When we see a patient with back pain the key questions we ask are:
—How and when did it happen?
—Is the pain localized to the low back, or does it radiate?
—Do you have numbness or weakness in the legs?
Assuming there wasn’t a major accident or trauma to the back, the physician is trying to determine one of the following: Do you have a disc herniation that is pushing on the nerves that exit the back and go down the legs (sciatica), do you have bony narrowing in the spine from spurs or arthritis (stenosis), or is this more common, muscle-initiated back pain. (The most common things we find in a muscle physical exam are limitations of motion in the low back and tight hamstrings.) Other causes—like infections, tumors, and congenital problems—are rare.
If the exam and history of the back pain have a high probability of disc origin, an MRI is most helpful to shorten the process. A large herniated disc pushing on the nerve root may respond to non-operative measures but often does not. It is much faster to just remove the dislodged piece of the disc through a minimally-invasive outpatient surgery than to suffer from the pain for months.
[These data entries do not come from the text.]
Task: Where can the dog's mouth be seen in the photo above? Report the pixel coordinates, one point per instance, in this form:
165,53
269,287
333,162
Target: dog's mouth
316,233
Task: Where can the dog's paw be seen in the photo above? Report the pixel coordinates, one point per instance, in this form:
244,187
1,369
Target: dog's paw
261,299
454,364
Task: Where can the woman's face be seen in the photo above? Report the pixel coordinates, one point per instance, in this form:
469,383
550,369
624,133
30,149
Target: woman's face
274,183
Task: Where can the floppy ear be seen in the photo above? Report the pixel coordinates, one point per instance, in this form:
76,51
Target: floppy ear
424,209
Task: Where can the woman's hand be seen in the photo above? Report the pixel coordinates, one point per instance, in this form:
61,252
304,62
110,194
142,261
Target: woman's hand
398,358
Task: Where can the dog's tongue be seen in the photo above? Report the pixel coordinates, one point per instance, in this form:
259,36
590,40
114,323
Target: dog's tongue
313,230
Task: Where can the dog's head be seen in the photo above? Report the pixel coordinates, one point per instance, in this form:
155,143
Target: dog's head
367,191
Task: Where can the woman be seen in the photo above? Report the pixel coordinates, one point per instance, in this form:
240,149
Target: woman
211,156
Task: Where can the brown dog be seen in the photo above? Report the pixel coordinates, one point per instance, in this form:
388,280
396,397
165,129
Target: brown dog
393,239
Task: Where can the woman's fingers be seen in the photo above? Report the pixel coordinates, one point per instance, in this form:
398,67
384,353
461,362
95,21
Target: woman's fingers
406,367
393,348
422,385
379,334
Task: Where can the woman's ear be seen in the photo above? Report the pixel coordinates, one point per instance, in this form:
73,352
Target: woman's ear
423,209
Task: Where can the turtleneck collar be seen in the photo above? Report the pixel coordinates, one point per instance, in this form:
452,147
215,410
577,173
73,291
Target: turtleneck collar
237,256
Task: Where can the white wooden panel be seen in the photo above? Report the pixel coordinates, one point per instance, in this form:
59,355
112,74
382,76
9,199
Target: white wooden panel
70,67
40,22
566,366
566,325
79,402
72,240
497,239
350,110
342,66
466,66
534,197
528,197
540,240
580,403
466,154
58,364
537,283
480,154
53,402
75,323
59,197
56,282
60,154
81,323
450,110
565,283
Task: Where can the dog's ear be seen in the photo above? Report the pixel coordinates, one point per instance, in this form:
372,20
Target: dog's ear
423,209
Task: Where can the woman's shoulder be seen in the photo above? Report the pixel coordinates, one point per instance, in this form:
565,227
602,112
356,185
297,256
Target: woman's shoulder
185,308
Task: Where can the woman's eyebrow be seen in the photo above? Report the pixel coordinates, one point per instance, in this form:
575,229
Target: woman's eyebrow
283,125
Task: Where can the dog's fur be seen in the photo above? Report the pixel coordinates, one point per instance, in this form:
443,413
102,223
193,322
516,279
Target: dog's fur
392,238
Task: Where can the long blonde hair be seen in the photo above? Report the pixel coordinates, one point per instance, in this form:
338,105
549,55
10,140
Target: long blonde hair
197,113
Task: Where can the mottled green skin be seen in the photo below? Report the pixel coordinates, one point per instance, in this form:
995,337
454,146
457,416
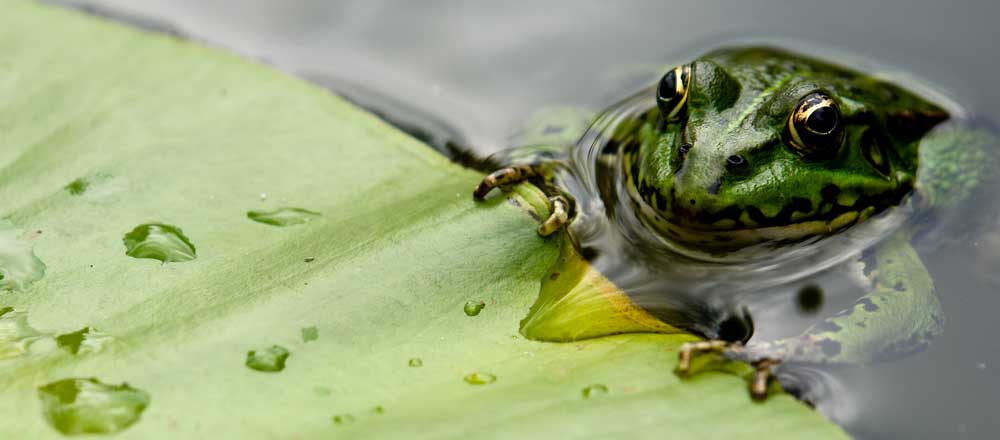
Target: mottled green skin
739,103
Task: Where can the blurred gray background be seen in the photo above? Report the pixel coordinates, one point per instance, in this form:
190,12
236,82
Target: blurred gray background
480,68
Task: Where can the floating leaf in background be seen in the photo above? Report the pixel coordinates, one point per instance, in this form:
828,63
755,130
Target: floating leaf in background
194,136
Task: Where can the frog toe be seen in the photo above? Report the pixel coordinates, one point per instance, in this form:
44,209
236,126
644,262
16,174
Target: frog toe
763,366
502,177
558,218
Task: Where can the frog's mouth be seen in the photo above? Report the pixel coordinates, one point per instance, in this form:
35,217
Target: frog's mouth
736,227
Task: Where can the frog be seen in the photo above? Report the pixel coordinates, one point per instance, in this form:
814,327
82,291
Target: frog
750,153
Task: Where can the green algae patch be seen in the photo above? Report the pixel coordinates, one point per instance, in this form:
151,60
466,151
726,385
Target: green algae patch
191,135
271,359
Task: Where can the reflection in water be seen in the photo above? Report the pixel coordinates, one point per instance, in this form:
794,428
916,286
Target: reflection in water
484,68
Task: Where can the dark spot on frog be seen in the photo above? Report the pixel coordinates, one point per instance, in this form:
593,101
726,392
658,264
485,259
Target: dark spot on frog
830,193
713,189
736,163
830,348
867,304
Speaking of suffering: Back pain that is not disc related falls into the realm of the Buddhist proverb that says, “pain is unavoidable, but suffering is optional.” This is where the care plans get both interesting and controversial.
In the past, patients suffering from back pain were placed on bed rest with narcotic medication, often for weeks. There was nothing good about this treatment. Today we focus on breaking the cycle of muscle injury, which leads to stiffness. The associated inflammation irritates the pain fibers, all of this creating fear and depression. This leads to even more limited activities, along with low testosterone or adrenaline stimulation. On top of all of that, the common pain medications are taken by many patients actually increase their depression.
Our preference is immediate, hands-on physical therapy, focusing on a range of treatments undertaken all at once. First, we work on mobilizing the stiff muscles and joints, contracting counterbalancing muscles. Selectively exercising them breaks the muscle spasm of the pain-generating muscles. Second, we use hands-on soft tissue and muscle massage—focused on trigger points and fascial release— combined with manual traction. This directly relaxes both the treated muscle and the mind. Third, we supervise specific exercises which do not irritate the back but help the patient achieve a sweat workout—thereby increasing testosterone, adrenaline, pheromones, and a sense of well-being.
Physical therapy should also focus on exercises to increase the function of lower back stabilization and to support muscles with vague names like the transverse abdominus and multifidi. It should also ensure you have adequate hip and upper back mobility. Stiffness and tightness above or below the lower back will add to the excessive pressure on the discs or nerve roots during movement. Performing daily tasks with proper body mechanics will also help reduce unnecessary pressure on the low back. Ideally, daily physical therapy should be taken advantage of until the episode is relieved. Pool, hot tub, and hot shower exercises help keep the therapeutic exercises going after the patient leaves the clinic.
For pain relief, alternating ice and heat, combined with acetaminophen and ibuprofen, are effective. With acute pain, having the physician add a shot of ketorolac (Toradol) can often immediately break the spasms.
Back pain hurts because some people have suffered for a long time and it has changed their lives. The key is immediate treatment. The faster that back pain is relieved, the less likely it becomes a chronic problem. It is both fear and the fact that the pain cycle is often left to “heal itself” for weeks before treatment that the patterns become embedded, and the pain rises to a level where it cannot be ignored. If you want back pain behind you, deal with it upfront.